De Pau jusqu’à ce petit village de Dordogne, entre Bergerac et Périgueux, il y a 260 kilomètres.
Pour s’y rendre, une route avec de trop nombreuses lignes droites, entrecoupée de trop rares portions sinueuses, à mon goût.
Ce samedi matin, après avoir consulté la carte Michelin, (ma préférée, la version jaune, qui détaille les voies les plus étroites), je décide de rallonger un peu l’itinéraire. En partant plus tôt, je serai à l’heure pour le repas de midi.
Pendant que le moteur chauffe, je me baisse pour ouvrir le robinet de mon nouveau graisseur de chaîne que j’ai installé il y a deux semaines. Je tâtonne encore un peu dans le réglage du débit idéal, mais je commence à l’apprécier lorsque je regarde ma chaîne, toujours légèrement huilée.
La nuit est en train de tirer sa révérence lorsque je quitte le quartier calme et désert. En haut de la côte de Morlaas, je rattrape une Harley Davidson, modèle Sporster. Le gars semble avoir le même rythme que moi et je reste derrière lui. Pas trop longtemps quand même car, à priori, une Harley, ça se balance moins facilement qu’une Transalp et je le recolle dans tous les virages un peu serrés. Qu’à cela ne tienne, une impulsion un peu plus prononcée sur la poignée de gaz et je le dépasse en le saluant.
Peu après, je bifurque vers cette belle petite route, qui alterne les passages sur les coteaux, avec les Pyrénées en ligne de mire, et les descentes dans les parties boisées. La brume s’invite, par intermittence, discrète, juste pour magnifier le paysage automnal.
La route est parfois bosselée et je loue les grands débattements de ma moto. La circulation est nulle et je prends mon rythme. Dans le rétroviseur, j’aperçois le phare de la Harley qui reprend du terrain dans les lignes droites.
Rabastens de Bigorre : je fais une courte halte chez des amis, le temps d’un petit thé.

Ensuite, c’est le soleil qui s’élève dans le ciel, les routes secondaires prises, moitié avec l’aide de la carte, moitié en suivant mon instinct. J’évite ainsi les grands axes, parfois j’en traverse un. Je me régale, bercé par le ronronnement discret de ma Transalp.

Comme souvent, je me sens de mieux en mieux au fil des kilomètres ; j’ai besoin de temps pour atteindre la plénitude dans mon pilotage. Le bonheur de rouler se renforce. Je n’ai d’ailleurs plus envie de faire des pauses, juste quelques arrêts rapides pour une photo, mais rien d’autre.

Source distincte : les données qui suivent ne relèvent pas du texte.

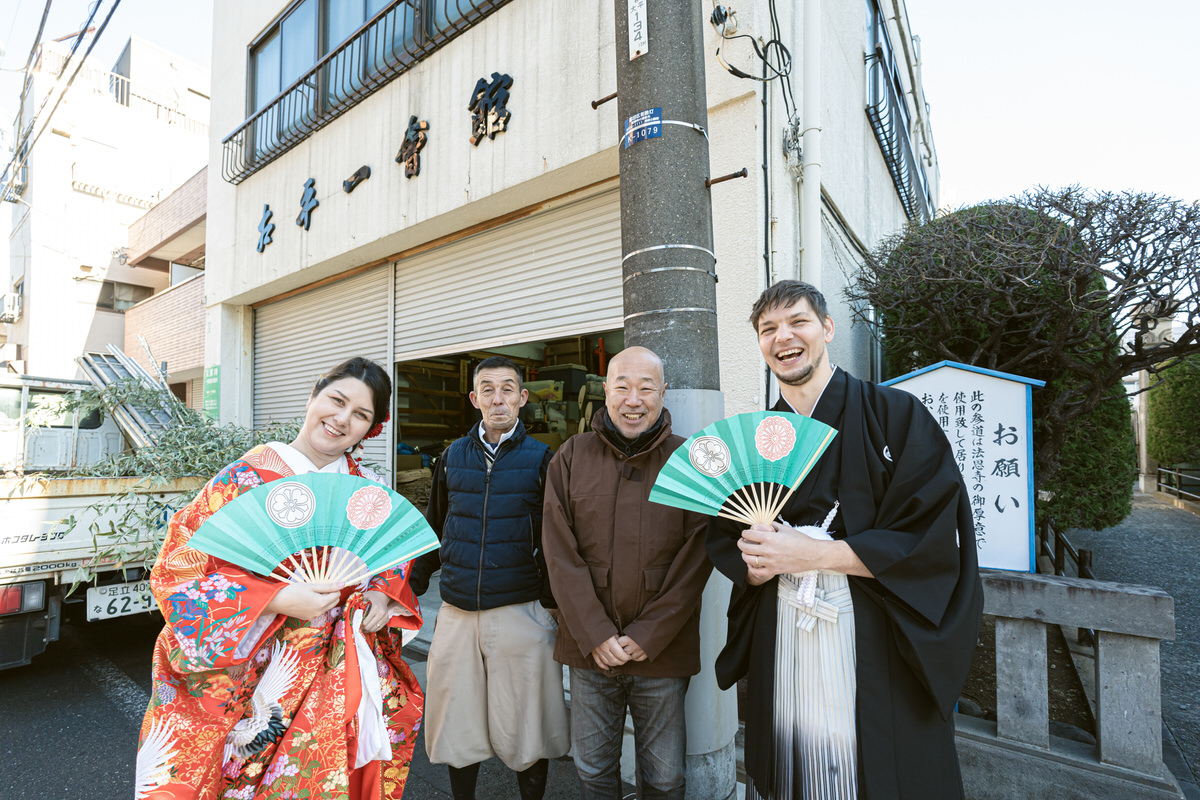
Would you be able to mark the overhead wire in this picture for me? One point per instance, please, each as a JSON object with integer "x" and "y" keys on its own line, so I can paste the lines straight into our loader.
{"x": 29, "y": 78}
{"x": 29, "y": 61}
{"x": 63, "y": 94}
{"x": 774, "y": 55}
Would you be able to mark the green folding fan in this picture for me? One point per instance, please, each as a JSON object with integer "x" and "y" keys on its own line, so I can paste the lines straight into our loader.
{"x": 743, "y": 468}
{"x": 317, "y": 528}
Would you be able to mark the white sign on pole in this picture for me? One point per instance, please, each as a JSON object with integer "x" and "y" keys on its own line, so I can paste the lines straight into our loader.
{"x": 639, "y": 35}
{"x": 988, "y": 417}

De temps en temps, dans mon horizon, surgit un village. Je le traverse paisiblement, admirant quelques belles bâtisses. Puis, je retrouve ma vitesse de croisière, juste équilibre entre la lenteur et une vitesse excessive, qui me permet de piloter et non conduire, mais sans être en décalage avec mon environnement. Une douce jouissance.
Cela me laisse le temps de profiter des arbres bordant la route, des champs et des prairies formant un beau canevas, des vieilles maisons chargées d’histoire.

Sur cet itinéraire, les ronds-points, les zones commerciales, les feux rouges sont aux abonnés absents ; les radars aussi !
Vers la fin du parcours, je retrouve la rocade qui contourne Bergerac mais je la quitte bien vite pour m’enfoncer dans les vicinales boisées pour conclure en beauté ma petite ballade.


J’arrive devant la maison, coupe le moteur.
Ma Transalp est posée sur sa béquille latérale. Je la trouve encore plus belle après ces presque cinq heures de route buissonnière.